Now we can simulate the behavior of the system.
local proba_pick = function(v) local p,s = math.random(1,100),0 for i=1,#v do s = s + v[i] if p <= s then return i end end assert(false) end local S,V = {},{} local transition = function(t) assert(S[t-1] and not S[t]) S[t] = proba_pick(P[S[t-1]]) end local observe = function(t) assert(S[t] and not V[t]) V[t] = proba_pick(O[S[t]]) end S[1] = math.random(1,N) observe(1) for t=2,L do transition(t) observe(t) end
This code is slightly more complicated, but what you should understand is that, at the end of it, `S` is a vector of `L` states of the system and `V` is the corresponding vector of observations. The initial state `S[1]` is chosen randomly with uniform probabilities.
Now, let us proceed to guess what happens inside the black box. We do so iteratively: at each tick `t`, we calculate the most plausible sequence of events that could have led to each possible state of the system, given the observation at `t` and the results for `t-1`.
local trellis = {{}} local prb = function(x) return math.log(x/100) end local viterbi_node = function(t,i) local prev = assert(trellis[t-1]) local idx,proba = 0,-math.huge local p for j=1,N do p = prev[j].proba + prb(T[j][i]) + prb(1/N*O[i][V[t]]) if p > proba then proba,idx = p,j end end return { state = i, proba = proba, prev = prev[idx], } end local viterbi_step = function(t) assert(not trellis[t]) trellis[t] = {} for i=1,N do trellis[t][i] = viterbi_node(t,i) end end -- initialize the trellis for i=1,N do trellis[1][i] = { state = i, proba = prb(1/N*O[i][V[1]]) } end -- run the algorithm for t=2,L do viterbi_step(t) end
Again, not trivial code, but this is the Viterbi algorithm itself. Moreover we use logarithmic sums for probabilities to avoid numerical problems.
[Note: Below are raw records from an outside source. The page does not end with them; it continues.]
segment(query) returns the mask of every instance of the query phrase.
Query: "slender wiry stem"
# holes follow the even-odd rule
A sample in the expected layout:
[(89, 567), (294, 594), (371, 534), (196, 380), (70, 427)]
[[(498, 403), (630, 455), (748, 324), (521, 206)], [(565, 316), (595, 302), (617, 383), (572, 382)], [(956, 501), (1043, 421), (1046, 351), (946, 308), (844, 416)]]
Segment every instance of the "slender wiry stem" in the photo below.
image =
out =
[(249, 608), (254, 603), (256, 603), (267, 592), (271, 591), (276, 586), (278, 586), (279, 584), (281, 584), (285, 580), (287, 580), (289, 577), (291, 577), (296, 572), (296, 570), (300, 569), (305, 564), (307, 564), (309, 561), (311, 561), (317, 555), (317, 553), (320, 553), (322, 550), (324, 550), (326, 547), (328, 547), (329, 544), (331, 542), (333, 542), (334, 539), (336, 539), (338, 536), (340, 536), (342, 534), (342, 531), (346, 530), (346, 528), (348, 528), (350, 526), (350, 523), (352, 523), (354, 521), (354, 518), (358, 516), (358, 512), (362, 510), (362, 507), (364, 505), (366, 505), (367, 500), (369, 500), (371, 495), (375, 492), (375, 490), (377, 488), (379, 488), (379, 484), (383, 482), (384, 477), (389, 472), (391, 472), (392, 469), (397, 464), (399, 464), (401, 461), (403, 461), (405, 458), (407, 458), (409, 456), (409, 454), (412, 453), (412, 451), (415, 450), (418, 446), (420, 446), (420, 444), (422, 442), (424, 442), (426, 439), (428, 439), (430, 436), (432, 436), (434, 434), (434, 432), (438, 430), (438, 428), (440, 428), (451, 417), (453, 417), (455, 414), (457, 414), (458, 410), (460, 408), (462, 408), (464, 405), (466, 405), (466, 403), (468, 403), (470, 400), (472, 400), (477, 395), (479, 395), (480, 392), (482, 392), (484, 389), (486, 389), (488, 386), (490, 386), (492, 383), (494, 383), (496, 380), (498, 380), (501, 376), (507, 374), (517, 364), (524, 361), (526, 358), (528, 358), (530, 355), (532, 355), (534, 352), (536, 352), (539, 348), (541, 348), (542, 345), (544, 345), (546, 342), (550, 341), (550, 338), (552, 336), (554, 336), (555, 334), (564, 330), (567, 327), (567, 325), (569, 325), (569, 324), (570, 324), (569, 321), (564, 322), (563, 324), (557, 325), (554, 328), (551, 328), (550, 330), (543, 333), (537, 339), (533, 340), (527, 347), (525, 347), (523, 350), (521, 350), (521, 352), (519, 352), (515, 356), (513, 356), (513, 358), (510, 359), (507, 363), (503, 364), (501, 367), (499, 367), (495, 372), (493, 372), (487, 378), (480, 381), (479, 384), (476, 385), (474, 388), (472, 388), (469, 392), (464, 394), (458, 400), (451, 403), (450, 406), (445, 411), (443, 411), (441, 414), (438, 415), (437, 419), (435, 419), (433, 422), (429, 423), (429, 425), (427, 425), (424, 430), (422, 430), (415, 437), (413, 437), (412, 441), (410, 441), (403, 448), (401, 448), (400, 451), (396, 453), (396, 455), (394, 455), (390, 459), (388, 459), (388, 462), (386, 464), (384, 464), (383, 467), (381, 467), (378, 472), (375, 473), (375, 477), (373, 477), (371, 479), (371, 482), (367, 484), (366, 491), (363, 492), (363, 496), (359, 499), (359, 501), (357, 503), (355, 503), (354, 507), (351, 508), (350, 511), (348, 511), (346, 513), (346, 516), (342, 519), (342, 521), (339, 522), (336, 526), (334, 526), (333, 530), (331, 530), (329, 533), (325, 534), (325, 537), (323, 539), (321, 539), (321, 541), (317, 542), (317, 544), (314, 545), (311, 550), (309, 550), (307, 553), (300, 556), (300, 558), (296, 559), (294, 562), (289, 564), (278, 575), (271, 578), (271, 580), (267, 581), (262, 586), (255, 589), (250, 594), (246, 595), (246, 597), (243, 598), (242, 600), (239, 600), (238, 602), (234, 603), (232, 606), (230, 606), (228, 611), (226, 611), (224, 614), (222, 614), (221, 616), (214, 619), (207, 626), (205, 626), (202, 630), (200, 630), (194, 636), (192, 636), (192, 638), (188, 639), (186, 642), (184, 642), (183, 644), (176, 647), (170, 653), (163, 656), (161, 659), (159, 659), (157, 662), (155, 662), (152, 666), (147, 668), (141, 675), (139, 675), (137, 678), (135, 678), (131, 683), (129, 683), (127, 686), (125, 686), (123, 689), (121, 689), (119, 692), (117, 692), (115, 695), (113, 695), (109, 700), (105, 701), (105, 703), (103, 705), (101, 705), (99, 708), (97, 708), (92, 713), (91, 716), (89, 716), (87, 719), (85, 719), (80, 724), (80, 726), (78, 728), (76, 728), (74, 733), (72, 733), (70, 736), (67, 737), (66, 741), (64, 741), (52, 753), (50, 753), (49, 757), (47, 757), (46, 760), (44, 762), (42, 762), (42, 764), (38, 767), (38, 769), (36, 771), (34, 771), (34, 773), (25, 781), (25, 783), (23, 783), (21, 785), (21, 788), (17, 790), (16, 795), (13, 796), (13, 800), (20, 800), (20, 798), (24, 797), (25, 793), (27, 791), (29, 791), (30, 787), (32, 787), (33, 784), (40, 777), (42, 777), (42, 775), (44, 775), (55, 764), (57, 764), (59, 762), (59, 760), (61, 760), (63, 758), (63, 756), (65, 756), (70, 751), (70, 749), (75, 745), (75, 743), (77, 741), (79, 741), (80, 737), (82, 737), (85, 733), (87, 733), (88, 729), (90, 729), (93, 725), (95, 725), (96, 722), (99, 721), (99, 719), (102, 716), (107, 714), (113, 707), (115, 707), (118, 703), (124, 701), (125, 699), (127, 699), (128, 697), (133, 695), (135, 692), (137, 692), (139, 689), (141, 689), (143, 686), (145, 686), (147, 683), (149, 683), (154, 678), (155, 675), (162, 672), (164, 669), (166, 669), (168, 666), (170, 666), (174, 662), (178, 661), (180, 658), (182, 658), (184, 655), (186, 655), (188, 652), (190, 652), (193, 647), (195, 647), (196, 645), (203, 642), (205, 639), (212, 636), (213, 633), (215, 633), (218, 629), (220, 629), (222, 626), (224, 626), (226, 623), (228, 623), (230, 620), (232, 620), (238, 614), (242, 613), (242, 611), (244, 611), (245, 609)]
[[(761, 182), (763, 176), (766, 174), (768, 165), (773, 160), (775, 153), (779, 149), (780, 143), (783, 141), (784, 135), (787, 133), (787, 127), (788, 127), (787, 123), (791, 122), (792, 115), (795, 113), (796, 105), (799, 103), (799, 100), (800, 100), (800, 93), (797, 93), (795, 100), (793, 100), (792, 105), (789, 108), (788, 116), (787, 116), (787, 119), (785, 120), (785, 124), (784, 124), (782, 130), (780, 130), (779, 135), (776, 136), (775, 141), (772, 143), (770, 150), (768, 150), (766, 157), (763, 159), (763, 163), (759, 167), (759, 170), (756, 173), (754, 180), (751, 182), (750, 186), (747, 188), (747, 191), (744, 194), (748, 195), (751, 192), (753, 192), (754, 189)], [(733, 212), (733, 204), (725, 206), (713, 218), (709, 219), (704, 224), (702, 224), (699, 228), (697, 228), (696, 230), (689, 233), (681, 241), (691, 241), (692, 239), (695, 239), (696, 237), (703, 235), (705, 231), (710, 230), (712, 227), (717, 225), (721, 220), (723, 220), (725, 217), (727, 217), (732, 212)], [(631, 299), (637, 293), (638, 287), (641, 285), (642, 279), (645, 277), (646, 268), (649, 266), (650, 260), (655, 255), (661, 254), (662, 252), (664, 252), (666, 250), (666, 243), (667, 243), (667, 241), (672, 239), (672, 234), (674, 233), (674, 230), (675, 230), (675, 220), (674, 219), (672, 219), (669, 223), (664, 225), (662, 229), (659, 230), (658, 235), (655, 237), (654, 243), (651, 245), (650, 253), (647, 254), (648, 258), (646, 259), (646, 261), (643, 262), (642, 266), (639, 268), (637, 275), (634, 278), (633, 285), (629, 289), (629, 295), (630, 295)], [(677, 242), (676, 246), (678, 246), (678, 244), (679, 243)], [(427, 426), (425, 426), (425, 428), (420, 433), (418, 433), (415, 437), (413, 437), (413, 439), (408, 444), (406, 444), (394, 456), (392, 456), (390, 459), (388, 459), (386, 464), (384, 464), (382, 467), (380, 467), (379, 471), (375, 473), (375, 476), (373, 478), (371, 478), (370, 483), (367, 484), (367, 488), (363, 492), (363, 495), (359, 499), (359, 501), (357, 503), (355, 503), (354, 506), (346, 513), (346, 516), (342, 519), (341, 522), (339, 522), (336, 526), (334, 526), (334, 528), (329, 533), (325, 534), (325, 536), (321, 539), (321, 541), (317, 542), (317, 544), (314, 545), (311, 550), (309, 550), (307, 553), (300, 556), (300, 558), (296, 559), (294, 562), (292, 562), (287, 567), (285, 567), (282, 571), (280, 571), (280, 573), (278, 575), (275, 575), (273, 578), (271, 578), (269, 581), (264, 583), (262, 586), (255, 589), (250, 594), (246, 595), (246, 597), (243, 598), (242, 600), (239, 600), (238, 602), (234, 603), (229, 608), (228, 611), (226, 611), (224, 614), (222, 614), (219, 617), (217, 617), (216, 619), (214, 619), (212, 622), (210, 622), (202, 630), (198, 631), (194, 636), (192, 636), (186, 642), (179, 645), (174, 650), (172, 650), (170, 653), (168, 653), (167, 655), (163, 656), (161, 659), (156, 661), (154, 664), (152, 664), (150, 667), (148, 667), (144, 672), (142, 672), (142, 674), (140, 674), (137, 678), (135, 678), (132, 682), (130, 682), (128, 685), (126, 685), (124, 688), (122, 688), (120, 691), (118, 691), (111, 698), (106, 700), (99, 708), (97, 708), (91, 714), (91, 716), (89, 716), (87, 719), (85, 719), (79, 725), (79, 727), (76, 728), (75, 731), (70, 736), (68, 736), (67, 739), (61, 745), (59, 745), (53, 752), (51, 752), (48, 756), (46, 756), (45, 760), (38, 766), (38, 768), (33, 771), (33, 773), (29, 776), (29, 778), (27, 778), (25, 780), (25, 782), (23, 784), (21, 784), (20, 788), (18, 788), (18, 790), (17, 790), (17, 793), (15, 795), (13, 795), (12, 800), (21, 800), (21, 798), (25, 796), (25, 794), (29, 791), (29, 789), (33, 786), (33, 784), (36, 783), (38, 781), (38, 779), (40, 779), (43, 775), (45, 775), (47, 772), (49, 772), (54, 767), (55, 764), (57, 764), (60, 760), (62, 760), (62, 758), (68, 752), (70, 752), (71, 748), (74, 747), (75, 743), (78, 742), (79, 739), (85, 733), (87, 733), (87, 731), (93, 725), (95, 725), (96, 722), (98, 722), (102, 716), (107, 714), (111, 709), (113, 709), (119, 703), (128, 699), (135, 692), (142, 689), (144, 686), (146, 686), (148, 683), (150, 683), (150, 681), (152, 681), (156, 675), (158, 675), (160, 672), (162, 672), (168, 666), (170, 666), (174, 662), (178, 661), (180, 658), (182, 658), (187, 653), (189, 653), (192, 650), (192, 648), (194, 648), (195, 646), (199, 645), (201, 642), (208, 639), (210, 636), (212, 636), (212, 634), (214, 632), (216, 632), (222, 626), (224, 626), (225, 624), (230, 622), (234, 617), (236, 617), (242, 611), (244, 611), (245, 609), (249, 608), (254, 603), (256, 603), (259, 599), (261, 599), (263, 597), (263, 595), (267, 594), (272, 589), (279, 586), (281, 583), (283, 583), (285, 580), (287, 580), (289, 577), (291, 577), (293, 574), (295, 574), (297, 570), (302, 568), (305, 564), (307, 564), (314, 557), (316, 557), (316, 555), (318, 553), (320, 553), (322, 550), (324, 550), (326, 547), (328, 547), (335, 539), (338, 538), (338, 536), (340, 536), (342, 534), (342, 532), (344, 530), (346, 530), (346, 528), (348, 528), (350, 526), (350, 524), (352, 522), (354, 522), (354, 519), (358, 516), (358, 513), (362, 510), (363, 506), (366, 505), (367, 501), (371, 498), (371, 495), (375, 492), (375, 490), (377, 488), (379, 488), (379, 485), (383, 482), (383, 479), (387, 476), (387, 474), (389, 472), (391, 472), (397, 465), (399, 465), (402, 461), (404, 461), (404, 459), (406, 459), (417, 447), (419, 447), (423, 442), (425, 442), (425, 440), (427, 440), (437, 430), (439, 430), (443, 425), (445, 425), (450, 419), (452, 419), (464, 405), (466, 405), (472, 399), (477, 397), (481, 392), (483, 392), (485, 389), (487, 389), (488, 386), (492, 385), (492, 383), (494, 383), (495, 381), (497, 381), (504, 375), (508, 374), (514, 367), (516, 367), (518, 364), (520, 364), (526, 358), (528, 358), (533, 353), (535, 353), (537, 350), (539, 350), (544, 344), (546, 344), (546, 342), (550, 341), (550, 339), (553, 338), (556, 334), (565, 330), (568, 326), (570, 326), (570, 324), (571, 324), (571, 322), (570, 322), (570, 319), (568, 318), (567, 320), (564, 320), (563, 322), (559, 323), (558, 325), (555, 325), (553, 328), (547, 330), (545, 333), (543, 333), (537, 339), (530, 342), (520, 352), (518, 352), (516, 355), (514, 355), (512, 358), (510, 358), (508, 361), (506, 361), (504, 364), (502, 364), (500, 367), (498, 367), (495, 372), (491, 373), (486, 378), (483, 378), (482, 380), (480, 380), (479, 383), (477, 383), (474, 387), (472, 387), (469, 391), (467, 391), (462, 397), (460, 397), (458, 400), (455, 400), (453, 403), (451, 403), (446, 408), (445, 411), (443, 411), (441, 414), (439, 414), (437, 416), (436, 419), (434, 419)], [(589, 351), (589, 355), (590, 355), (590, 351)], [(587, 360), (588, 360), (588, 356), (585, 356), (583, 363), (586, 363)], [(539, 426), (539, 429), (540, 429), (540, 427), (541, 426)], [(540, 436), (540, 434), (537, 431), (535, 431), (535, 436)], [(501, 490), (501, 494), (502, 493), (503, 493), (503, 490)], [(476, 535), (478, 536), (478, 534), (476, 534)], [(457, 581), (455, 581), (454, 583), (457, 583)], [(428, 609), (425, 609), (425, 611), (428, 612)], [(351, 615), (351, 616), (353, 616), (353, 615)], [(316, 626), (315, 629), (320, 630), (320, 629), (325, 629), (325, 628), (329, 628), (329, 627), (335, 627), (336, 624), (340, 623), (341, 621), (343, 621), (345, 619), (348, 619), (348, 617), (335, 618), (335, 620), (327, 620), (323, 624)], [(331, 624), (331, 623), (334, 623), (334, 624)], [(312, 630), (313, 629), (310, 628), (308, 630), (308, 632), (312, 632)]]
What the algorithm does is build a trellis, a special kind of graph. For every step `t` we calculate the most plausible sequence of events (a path through the trellis) which ends up with the system in each of the possible states. When we reach the end of the simulation, we take the most plausible state of the system and take the path that led to it as our estimate of what happened.
To avoid memory usage explosion, we do not actually store the paths themselves in the nodes of the trellis. Instead, in a node at tick `t`, we store a pointer to the previous node (at `t-1`) that led there. This is why we have to backtrack through the trellis to find the actual path:
local getpath = function(node) local r = {} repeat table.insert(r,1,node.state) node = node.prev until (not node) return r end local best_node = function(nodes) local r = {proba = -math.huge} for i=1,#nodes do if nodes[i].proba > r.proba then r = nodes[i] end end return r end local bestpath = getpath(best_node(trellis[L]))
To check if this work, let's take the actual system out of the box and calculate how much it looks like our estimate:
local ok = 0 for i=1,L do if S[i] == bestpath[i] then ok = ok + 1 end end print(100*ok/L)
The result I got with those parameters is 72% accuracy, to compare to what a naive random process would get (33%).
Let's go back to the title of this post: now that you know what it does, why is Viterbi's algorithm my favorite?
I admit that the elegance of the representation of the problem as a trellis is part of the reason, but mainly it's because of its implications. Think about it: fundamentally it is an algorithm that allows a machine to explain what it observes. Isn't that crazy?
Yes, it is. And because of that it has a whole range of applications, from advanced orthographic correction and speech-to-text to the decoding of convolutional codes used in voice codecs. And I suspect its potential has not been fully exploited yet.